Alura brought him a drink of potent juice and left him to himself. “Sleep when your body tells you to, and I won’t complain if you awaken to do work.”

He tried to shift his focus to more mundane matters, but he couldn’t stop thinking about what he and his brother could do together. He was two years younger than Jor-El, a genius in his own right, but his brother had always achieved more in science, made more spectacular discoveries, pushed the boundaries of Kryptonian knowledge. Another man might have been bitter about that, but not Zor-El. When he was barely a teen, he’d had an epiphany: Rather than resenting his pale-haired brother for what he was, Zor-El could excel in an area that his sibling wasn’t really very adept at—politics and civic ser vice.

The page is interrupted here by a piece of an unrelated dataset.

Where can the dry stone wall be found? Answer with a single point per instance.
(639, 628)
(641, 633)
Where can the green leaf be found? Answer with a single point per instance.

Although Jor-El grasped esoteric scientific concepts better than anyone, Zor-El more easily mastered people skills, pragmatic problem solving, organization, and practical engineering. While Jor-El developed bizarre new theories (most of which were censored by the Commission for Technology Acceptance, unfortunately), Zor-El administered public works in Argo City. He had new canals installed throughout the peninsula, set up fog catchers, designed new boats for efficient fish harvesting, extended the main wharves. The city’s population turned to him with their problems, and they also listened whenever he made requests.